Moreover, security experts believe that a new version of the Snake virus called Ouroboros (after the serpent in Greek mythology), designed for espionage and possibly destruction of data and hardware, can be traced to Russia’s state entities. Since 2010, 14 attacks caused by Ouroboros have been recorded in Ukraine.
Why has Russia held off on strategic cyber attacks against Ukrainian critical infrastructure? First it does not need them, since it already applies military, political and economic pressure and tools of conventional information warfare. Russia’s actions in Crimea, Kiev and Eastern-Ukraine have prompted strong criticism from the West – accompanied by economic and financial sanctions, visa bans, and other measures, and it is not in Russia’s interest to antagonize the West further by major cyber attacks that would further hamper commercial relations with the West and impair its economy. Even though Russia does not adhere to international law and norms, it may hesitate to cross a red line by launching a strategic cyber attack that will cross the threshold of an “armed attack”.
Secondly, cyber weapons cannot be controlled as well as conventional weapons; there is always a risk that they may “escape” and cause collateral damage that Russia would want to avoid.

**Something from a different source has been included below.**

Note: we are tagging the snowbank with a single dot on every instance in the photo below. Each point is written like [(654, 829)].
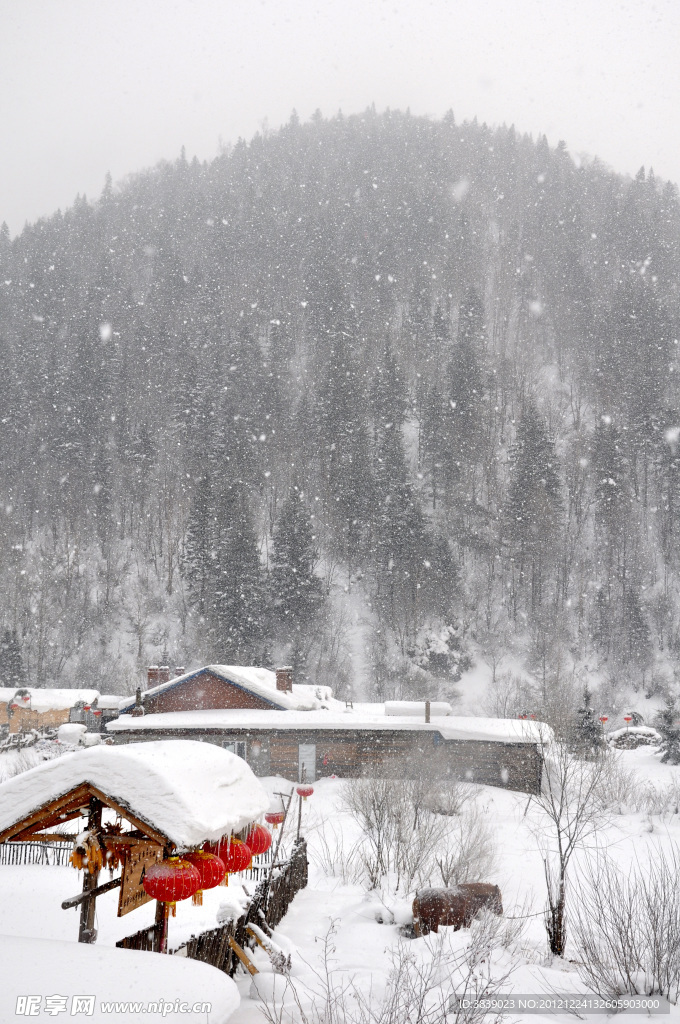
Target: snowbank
[(47, 699), (502, 730), (189, 792), (60, 971)]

It is in Russia’s interest to maintain internet and telecommunications functions in Ukraine since they enable Russia to carry out espionage operations. According to Christopher Ahlberg, founder of Recorded Future, an American web intelligence company, since the web serves as an outlet for people to talk, “you can be 100 percent sure [Russians] can listen to the Ukrainians” and therefore it would not be smart to shut down the Internet and other electronic forms of communication. Technically it would be very difficult for Russia to completely shut down the Internet in Ukraine, as nearly all Ukrainian internet service providers (even including those that are subsidiaries of Russian firms) reach the outside world through connections to the West. Thus, Russia benefits from information collected through cyber espionage activities for its propaganda to foster its political and military ambitions in Ukraine.

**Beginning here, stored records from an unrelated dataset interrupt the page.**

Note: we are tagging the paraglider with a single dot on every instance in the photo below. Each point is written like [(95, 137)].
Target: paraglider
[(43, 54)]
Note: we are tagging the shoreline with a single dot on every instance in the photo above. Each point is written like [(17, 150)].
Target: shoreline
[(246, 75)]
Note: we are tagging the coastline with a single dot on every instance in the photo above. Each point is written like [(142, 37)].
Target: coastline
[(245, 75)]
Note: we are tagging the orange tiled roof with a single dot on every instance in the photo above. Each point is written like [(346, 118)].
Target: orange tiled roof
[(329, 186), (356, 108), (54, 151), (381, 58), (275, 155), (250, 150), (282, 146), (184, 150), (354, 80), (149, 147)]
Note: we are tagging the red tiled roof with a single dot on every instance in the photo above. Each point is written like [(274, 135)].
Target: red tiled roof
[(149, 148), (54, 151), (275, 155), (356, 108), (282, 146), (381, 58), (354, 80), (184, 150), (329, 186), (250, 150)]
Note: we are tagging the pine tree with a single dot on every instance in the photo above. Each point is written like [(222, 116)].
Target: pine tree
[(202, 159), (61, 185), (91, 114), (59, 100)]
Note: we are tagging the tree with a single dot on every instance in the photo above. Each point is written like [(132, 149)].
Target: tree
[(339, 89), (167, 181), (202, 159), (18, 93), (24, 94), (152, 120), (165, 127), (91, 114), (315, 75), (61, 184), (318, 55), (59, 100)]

Finally, even though AnUkraine and CyberBerkut appear to be related to Russian secret services, and even as states may be increasingly tempted to outsource cyber attacks to non-state actors (since it exempts them from responsibility for the attacks), there is no extensive grassroots movement within Russian hacker forums to mobilize voluntary attacks on designated targets. In contrast to the 2008 Georgian war, many Russian hackers are against Putin and support Ukraine.

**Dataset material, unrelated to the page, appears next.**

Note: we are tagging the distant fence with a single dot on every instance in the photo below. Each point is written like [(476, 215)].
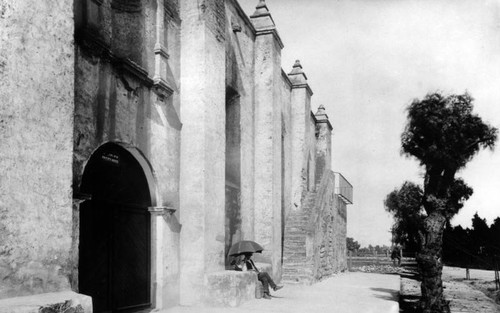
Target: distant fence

While there is no doubt that Russia is actively using cyber tools against Ukraine, it is doing so in a clandestine manner. The most useful tool is espionage to gain information and the use of it for propaganda purposes. The present crisis indicates that while cyber tools can be used to advance political and military objectives, they cannot substitute for conventional hard and soft power tools such as military, political and economic pressure, information operations and propaganda, manipulations of citizenship policy, etc.